Fast-tracking of sexual offending cases
1.49McDonald and Tinsley have recommended that sexual violence cases be fast-tracked where possible. We consider that while fast-tracking of certain cases may be desirable, it is not in itself an Evidence Act issue; rather it is a practical, procedural issue that is best addressed through non-legislative means.
Expert evidence or statements on sexual offending myths and misconceptions
1.50McDonald and Tinsley have recommended that in sexual offending cases, the parties should be encouraged to agree upon expert evidence or a written statement to educate the jury regarding common myths and misconceptions. Where prepared, such statements could be admitted by consent as a joint statement under s 9 of the Evidence Act.
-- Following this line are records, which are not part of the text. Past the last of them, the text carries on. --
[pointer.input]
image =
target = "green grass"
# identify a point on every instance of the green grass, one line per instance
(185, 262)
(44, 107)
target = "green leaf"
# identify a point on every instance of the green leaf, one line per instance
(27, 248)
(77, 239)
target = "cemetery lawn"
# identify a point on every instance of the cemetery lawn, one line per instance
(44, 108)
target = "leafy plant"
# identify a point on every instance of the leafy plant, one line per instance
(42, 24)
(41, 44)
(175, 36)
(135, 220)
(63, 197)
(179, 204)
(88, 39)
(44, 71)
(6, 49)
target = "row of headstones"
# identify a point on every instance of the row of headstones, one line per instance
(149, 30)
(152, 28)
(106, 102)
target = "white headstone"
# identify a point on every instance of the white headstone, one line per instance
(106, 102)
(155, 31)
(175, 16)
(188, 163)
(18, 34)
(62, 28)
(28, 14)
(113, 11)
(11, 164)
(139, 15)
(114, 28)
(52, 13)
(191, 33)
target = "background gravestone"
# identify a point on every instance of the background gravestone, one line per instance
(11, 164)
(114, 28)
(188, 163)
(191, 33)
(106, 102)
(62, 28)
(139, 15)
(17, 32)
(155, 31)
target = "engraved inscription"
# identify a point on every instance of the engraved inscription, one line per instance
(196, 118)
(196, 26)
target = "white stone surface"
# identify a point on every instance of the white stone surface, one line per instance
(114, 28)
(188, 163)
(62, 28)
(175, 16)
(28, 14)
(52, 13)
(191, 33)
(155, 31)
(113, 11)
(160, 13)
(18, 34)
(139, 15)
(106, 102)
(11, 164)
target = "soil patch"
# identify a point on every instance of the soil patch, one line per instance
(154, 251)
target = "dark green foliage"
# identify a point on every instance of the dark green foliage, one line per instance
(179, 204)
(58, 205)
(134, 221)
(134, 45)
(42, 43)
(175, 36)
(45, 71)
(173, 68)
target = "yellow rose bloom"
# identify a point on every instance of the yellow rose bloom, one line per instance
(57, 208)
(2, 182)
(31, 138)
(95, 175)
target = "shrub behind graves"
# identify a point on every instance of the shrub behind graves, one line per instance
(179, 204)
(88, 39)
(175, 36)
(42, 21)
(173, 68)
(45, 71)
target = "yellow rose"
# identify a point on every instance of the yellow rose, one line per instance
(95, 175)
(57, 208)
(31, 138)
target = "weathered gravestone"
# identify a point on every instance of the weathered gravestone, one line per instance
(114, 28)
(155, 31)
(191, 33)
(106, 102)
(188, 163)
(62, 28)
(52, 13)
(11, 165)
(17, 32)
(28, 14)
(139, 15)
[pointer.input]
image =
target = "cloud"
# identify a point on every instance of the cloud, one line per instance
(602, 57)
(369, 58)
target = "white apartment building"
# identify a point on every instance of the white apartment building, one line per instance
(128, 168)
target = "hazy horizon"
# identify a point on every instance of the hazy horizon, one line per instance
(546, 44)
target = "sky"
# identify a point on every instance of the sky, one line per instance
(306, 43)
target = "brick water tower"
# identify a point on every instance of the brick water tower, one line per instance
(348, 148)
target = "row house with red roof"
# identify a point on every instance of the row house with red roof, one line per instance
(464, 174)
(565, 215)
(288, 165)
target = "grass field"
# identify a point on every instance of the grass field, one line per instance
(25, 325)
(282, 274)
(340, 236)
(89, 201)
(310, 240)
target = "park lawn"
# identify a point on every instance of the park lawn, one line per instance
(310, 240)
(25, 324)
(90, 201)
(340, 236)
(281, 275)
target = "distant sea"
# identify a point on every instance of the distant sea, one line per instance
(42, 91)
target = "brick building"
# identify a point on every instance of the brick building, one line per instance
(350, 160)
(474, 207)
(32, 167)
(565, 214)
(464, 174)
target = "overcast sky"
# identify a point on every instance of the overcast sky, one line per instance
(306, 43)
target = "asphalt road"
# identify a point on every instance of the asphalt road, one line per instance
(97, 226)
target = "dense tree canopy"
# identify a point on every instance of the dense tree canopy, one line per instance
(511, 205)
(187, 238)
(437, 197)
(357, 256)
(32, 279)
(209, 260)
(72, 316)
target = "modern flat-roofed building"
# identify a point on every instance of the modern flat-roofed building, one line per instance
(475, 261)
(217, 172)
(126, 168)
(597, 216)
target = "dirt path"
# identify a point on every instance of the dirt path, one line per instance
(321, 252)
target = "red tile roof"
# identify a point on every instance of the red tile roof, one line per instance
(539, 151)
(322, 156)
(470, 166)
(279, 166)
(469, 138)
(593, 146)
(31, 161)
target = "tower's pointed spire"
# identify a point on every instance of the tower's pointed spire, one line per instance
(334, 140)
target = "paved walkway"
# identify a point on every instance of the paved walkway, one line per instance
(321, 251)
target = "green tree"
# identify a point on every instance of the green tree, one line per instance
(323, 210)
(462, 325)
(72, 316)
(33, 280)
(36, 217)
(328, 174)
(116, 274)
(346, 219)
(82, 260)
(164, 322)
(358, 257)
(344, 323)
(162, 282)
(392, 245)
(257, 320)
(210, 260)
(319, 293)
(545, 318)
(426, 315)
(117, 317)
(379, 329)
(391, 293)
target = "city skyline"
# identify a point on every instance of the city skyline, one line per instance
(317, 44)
1.51We note that this is not an issue requiring legislative change, since what is proposed is already possible within the existing provisions of the Act. In any event, we do not believe that it is appropriate to use legislation to encourage parties to agree on a particular course of action, and it is not clear that legislative amendment would achieve this aim.
Public interest immunity
1.52New Zealand has two statutory provisions that directly relate to this area of law: s 70 of the Evidence Act 2006, which provides a judge with a discretion to direct that communications or information relating to “matters of State” not be disclosed in a proceeding; and s 27 of the Crown Proceedings Act 1950, which provides that the Crown is not required to discover a document if the Prime Minister certifies that disclosure would be likely to prejudice certain matters such as national security, or the Attorney-General certifies it would be likely to prejudice the prevention, investigation or detection of offences.
1.53The Crown Law Office has asked us to consider the relationship between these two provisions as well as whether there should be a regime that governs the use of classified information in civil proceedings. The Law Commission is currently undertaking a review of the Crown Proceedings Act, with a view to modernising and simplifying it. Our view is that consideration of public interest immunity fits better under the Law Commission’s review of the Crown Proceedings Act. Accordingly, the relationship between s 70 of the Evidence Act and s 27 of the Crown Proceedings Act will be considered in that review, along with the other matters raised by the Crown Law Office that fall within the review’s scope.